“I really don’t enjoy scheduling meetings, can I delegate this work to Power Automate – to find free time for everyone and schedule a Teams meeting?”
One of the benefits of Power Automate is to get rid of the boring work. A work that everyone could do, that doesn’t need your skills yet it consumes your valuable time. And one of such tasks is scheduling meetings. It’s not exactly rocket science to find a free time slot for all attendees and send an invitation… Why not let the flow to do the work? To find the first available time slot and send the invite?
Building the flow
Such flow will need 4 pieces of information: attendees, title, description, and duration.

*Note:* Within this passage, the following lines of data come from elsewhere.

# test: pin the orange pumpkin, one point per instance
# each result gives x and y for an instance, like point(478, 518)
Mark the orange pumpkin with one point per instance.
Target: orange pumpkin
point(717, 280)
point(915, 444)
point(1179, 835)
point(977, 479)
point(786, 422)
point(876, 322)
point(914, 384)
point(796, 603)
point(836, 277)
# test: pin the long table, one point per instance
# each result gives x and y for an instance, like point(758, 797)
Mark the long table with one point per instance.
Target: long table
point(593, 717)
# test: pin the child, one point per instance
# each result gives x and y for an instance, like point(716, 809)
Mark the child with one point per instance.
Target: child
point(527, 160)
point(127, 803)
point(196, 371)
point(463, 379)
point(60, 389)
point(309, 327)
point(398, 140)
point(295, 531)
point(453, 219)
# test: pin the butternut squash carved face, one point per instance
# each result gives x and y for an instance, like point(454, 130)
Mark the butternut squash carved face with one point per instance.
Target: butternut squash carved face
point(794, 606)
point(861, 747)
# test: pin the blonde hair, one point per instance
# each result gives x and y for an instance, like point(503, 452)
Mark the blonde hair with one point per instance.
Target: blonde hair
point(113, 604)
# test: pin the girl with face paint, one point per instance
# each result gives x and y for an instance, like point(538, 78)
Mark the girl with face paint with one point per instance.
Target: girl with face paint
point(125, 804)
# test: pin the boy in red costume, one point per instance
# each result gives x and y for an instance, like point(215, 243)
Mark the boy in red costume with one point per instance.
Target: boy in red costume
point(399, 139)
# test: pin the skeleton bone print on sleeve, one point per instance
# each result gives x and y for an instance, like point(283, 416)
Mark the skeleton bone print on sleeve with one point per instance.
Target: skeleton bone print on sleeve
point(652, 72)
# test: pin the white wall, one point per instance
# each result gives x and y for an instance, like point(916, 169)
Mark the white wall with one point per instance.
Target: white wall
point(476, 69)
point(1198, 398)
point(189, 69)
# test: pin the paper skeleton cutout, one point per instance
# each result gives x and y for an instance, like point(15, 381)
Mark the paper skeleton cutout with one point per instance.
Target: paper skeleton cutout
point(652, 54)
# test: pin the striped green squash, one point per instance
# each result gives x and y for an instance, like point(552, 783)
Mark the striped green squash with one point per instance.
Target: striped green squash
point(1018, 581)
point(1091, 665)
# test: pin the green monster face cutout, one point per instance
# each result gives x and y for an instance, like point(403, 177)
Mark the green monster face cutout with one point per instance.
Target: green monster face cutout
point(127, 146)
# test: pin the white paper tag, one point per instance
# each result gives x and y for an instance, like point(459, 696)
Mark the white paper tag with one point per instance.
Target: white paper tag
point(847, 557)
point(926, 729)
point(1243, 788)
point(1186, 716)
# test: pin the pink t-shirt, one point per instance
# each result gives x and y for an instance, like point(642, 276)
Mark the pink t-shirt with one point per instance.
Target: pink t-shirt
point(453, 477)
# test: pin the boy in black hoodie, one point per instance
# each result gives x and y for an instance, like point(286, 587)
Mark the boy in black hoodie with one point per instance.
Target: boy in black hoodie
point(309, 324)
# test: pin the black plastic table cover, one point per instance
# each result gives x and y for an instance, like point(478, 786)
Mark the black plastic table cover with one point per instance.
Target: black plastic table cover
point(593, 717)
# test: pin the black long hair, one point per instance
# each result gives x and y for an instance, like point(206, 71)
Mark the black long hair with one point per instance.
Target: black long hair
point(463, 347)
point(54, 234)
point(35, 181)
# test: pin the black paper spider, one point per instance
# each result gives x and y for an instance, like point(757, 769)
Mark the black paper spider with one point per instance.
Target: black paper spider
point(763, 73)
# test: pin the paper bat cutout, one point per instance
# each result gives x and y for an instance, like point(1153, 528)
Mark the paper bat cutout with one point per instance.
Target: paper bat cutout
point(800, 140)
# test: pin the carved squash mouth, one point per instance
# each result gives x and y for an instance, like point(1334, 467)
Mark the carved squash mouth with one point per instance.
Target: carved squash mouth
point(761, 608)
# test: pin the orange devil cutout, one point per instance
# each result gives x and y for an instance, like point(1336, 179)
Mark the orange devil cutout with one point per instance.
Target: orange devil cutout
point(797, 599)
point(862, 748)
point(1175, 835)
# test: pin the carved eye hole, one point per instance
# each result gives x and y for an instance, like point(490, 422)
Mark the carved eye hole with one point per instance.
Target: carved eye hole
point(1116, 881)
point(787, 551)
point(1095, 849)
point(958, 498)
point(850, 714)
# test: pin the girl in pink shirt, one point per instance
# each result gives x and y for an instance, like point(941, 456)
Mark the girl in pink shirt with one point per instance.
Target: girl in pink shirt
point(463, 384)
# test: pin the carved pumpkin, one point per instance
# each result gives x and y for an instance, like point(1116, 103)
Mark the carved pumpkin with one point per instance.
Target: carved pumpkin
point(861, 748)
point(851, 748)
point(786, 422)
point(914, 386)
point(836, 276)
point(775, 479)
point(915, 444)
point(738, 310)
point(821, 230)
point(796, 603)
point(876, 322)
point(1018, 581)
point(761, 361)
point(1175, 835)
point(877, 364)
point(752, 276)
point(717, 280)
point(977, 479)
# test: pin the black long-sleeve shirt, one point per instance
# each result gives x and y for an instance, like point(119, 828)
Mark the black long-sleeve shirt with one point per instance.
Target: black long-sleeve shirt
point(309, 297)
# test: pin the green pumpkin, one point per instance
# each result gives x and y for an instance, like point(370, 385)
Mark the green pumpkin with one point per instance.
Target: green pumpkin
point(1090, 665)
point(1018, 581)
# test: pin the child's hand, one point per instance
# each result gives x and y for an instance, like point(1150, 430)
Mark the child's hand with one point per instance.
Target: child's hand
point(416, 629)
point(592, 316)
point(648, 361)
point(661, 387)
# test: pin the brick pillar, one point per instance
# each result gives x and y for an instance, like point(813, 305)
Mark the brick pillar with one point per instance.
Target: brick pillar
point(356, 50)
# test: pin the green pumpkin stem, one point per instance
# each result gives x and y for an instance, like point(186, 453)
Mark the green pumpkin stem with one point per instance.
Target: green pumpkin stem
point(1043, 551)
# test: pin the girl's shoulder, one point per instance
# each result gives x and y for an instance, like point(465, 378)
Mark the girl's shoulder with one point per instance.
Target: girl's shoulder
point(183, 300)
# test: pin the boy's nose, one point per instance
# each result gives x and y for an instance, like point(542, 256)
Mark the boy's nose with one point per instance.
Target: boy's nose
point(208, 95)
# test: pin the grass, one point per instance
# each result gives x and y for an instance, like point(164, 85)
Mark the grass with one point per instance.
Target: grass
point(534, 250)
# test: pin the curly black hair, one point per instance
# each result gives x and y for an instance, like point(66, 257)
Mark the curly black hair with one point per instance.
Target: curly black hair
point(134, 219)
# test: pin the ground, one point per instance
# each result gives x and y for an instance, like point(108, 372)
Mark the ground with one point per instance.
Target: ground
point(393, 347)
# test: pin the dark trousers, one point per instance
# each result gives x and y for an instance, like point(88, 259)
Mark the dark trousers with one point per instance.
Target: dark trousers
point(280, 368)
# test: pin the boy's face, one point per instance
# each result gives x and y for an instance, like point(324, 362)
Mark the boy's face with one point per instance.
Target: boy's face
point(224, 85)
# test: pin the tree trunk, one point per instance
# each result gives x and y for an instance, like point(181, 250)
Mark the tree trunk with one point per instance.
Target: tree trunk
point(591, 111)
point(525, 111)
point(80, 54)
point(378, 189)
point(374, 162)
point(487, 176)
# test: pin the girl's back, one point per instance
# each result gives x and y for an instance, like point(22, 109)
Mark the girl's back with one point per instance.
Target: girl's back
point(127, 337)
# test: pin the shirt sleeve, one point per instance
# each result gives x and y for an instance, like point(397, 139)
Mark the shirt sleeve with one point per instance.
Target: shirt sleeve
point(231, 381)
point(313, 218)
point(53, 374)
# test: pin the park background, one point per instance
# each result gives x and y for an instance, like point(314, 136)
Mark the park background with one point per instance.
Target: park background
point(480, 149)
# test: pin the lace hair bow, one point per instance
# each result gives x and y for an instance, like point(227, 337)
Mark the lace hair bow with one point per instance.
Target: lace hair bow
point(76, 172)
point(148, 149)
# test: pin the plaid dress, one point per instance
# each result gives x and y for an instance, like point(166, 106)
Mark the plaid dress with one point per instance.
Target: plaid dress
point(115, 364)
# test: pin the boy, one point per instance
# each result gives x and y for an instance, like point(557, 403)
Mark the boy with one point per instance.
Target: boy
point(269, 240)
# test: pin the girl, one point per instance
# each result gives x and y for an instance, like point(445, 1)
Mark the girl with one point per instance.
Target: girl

Start from the manually triggered flow (which can be started even on mobile phones) and define the inputs. Alternatively you could start the flow also from Teams, but that’s another topic.
The next step is to find the meeting time. Power Automate has a dedicated action called ‘Find meeting times’ that’ll do what you might expect – it’ll find the time slots where all attendees are free.
Use the entered Attendees as Required attendees, Duration as the Meeting duration, and expressions as range for the Start time and End time. In this example it’ll look for the first available time slot, earliest on tomorrow, latest in 30 days. Since it’s looking only for 1 candidate, the end time doesn’t really matter, it should be just far enough in the future to find at least 1 potential date.
Start time: startOfDay(addDays(utcNow(),1)) End time: addDays(utcNow(),30)
Now, when you have the available time slot, you can schedule the meeting with the ‘Create a Teams meeting’ action. Use the Title as the meeting Subject, the Description as the meeting Message, and the Attendees as Required attendees.
The tricky part comes with the Start and End time. As Outlook keeps all the dates and times in UTC time zone, you can’t use the proposed times directly. You must convert them to your local time zone first.
In the example below I used also the first(…) expression to get rid of an ‘Apply to each’.
ConvertTimeZone(first(outputs('Find_meeting_times_(V2)')?['body/meetingTimeSuggestions'])?['meetingTimeSlot/start/dateTime'], 'UTC', 'Central European Standard Time')
ConvertTimeZone(first(outputs('Find_meeting_times_(V2)')?['body/meetingTimeSuggestions'])?['meetingTimeSlot/end/dateTime'], 'UTC', 'Central European Standard Time')
The last step should be to send yourself a notification about the meeting date. Since you’re the organiser you won’t receive any invitation – it will appear in your calendar, but if you want the information also in another form you must send it in the flow.
As you can see, you can automate even small tasks in Power Automate, e.g. to schedule a Teams meeting. Not only will it save a few clicks, but it’ll save also the decisions related to meeting planning. It’ll take the first available time slot and send the meeting, not considering other time slots to be “better”.
But with that comes also a downside – it’ll pick any free time slot within the user’s working hours. If it’s not in the calendar, it doesn’t exist and the user is available, even during lunch time.
The solution can also be used only in your organisation as you can’t search in calendars of external users.